Гоголевские наблюдения над стилем Державина столь плотно ложатся на образ прозы Гоголя, что, мнится, сама она строилась по выкройкам державинской оды. В особенности принципиальный характер носило произведенное Державиным отважное сцепление самых высоких слов с самыми низкими и простыми, открывавшее простор гоголевским словесным заданиям. В поисках колоссальности, в громозде крупного слога, забиравшего слова отовсюду, из удаленных друг от друга источников, находили удовлетворение его творческие позывы поэта, имеющего дело с прозаической речью в масштабах, еще не известных отечественной словесности. Это был в идеале тот охват языка, который выявлял скрытые в нем запасы энергии, языка, привлекавшего Гоголя в первую очередь крайностями заключенных в нем самородных пластов, подлежащих соединению в художественном слове.

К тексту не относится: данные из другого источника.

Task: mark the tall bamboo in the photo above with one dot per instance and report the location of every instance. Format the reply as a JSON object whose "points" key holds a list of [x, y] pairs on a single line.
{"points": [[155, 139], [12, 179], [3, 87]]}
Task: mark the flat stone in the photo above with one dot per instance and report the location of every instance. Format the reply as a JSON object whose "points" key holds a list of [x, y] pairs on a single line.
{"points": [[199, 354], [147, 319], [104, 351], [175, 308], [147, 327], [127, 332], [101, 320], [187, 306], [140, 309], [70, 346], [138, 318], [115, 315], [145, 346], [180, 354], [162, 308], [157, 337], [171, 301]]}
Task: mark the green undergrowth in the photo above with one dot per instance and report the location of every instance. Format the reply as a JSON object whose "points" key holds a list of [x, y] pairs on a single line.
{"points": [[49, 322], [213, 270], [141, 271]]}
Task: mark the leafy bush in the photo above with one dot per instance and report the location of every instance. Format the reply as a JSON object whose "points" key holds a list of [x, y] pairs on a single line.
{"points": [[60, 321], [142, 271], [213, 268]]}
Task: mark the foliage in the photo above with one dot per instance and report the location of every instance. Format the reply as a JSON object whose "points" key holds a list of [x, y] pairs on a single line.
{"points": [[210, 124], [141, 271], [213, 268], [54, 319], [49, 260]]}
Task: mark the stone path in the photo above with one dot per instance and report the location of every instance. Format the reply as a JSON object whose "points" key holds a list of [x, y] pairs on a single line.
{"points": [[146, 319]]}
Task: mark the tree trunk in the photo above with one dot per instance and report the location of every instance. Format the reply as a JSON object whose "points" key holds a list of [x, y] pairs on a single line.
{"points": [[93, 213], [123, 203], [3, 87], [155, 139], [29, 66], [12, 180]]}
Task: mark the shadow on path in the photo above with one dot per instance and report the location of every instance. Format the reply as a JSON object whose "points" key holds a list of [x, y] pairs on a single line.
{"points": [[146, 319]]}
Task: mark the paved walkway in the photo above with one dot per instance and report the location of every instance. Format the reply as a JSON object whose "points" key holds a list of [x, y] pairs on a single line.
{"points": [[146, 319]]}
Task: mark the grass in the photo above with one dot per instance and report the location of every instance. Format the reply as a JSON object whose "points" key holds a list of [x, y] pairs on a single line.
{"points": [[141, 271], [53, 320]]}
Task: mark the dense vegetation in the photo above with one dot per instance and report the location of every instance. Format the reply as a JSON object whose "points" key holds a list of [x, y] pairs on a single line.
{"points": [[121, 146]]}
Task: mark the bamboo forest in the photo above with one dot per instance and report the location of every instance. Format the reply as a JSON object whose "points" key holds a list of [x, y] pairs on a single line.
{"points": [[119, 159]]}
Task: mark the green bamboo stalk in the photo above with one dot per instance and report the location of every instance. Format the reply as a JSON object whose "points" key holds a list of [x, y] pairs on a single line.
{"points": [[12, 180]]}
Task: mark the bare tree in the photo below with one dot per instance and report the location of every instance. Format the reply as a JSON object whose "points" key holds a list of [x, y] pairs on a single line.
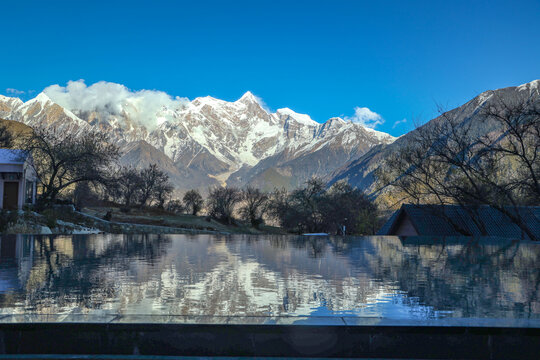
{"points": [[154, 185], [450, 162], [193, 201], [254, 205], [175, 206], [6, 137], [63, 159], [222, 202], [126, 185]]}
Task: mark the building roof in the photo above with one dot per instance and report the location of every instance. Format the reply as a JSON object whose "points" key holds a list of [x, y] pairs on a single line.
{"points": [[455, 220], [13, 156]]}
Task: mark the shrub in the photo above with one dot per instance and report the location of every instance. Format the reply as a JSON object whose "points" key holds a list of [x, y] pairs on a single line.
{"points": [[7, 218], [50, 218]]}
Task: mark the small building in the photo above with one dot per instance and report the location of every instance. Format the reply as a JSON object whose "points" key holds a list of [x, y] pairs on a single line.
{"points": [[17, 179], [456, 220]]}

«…Необыкновенный язык наш есть еще тайна. В нем все тоны и оттенки, все переходы звуков от самых твердых до самых нежных и мягких; он беспределен и может, живой как жизнь, обогащаться ежеминутно, почерпая с одной стороны высокие слова из языка церковнобиблейского, а с другой стороны выбирая на выбор меткие названья из бесчисленных своих наречий, рассыпанных по нашим провинциям, имея возможность таким образом в одной и той же речи восходить до высоты, недоступной никакому другому языку, и опускаться до простоты, ощутительной осязанью непонятливейшего человека, — язык, который сам по себе уже поэт…» (Там же).
Державинская ода, надо думать, служила Гоголю не так образцом для подражания, как, ближе сравнить, — камертоном. Она помогла ему пробудиться к музыке, ждавшей его в языке, настроиться на сопряжение слов и наречий, живущих затаенно в раздельности и дающих в соединении поразительные эффекты самодеятельности языка. Самый язык с их участием обращался в поэта, еще не опробованного в прозе и оттого еще более пылкого и дерзкого в нововведениях. Пользуясь ею, заново сотканной из разъятых источников речью, Гоголь достиг свободы обо всем рассказывать так, как в жизни не говорят, но как, казалось, говорит сама жизнь. Читая Гоголя, мы не расстаемся с ощущением какой-то первозданной стихии языка, которая на нас обваливается, нас потопляет и оглушает, найдя в окружающем мире не темы повествования, не объекты изображения, но полные аналогии — с горами и реками. Гоголь избирает натуру скорее в подруги своему языку, нежели в предмет, подлежащий описанию. Его гиперболы находят соответствие в безмерной мощи природы, а не в относительной точности словесного попадания. Ибо стиль, по Гоголю, в первую очередь есть признак силы.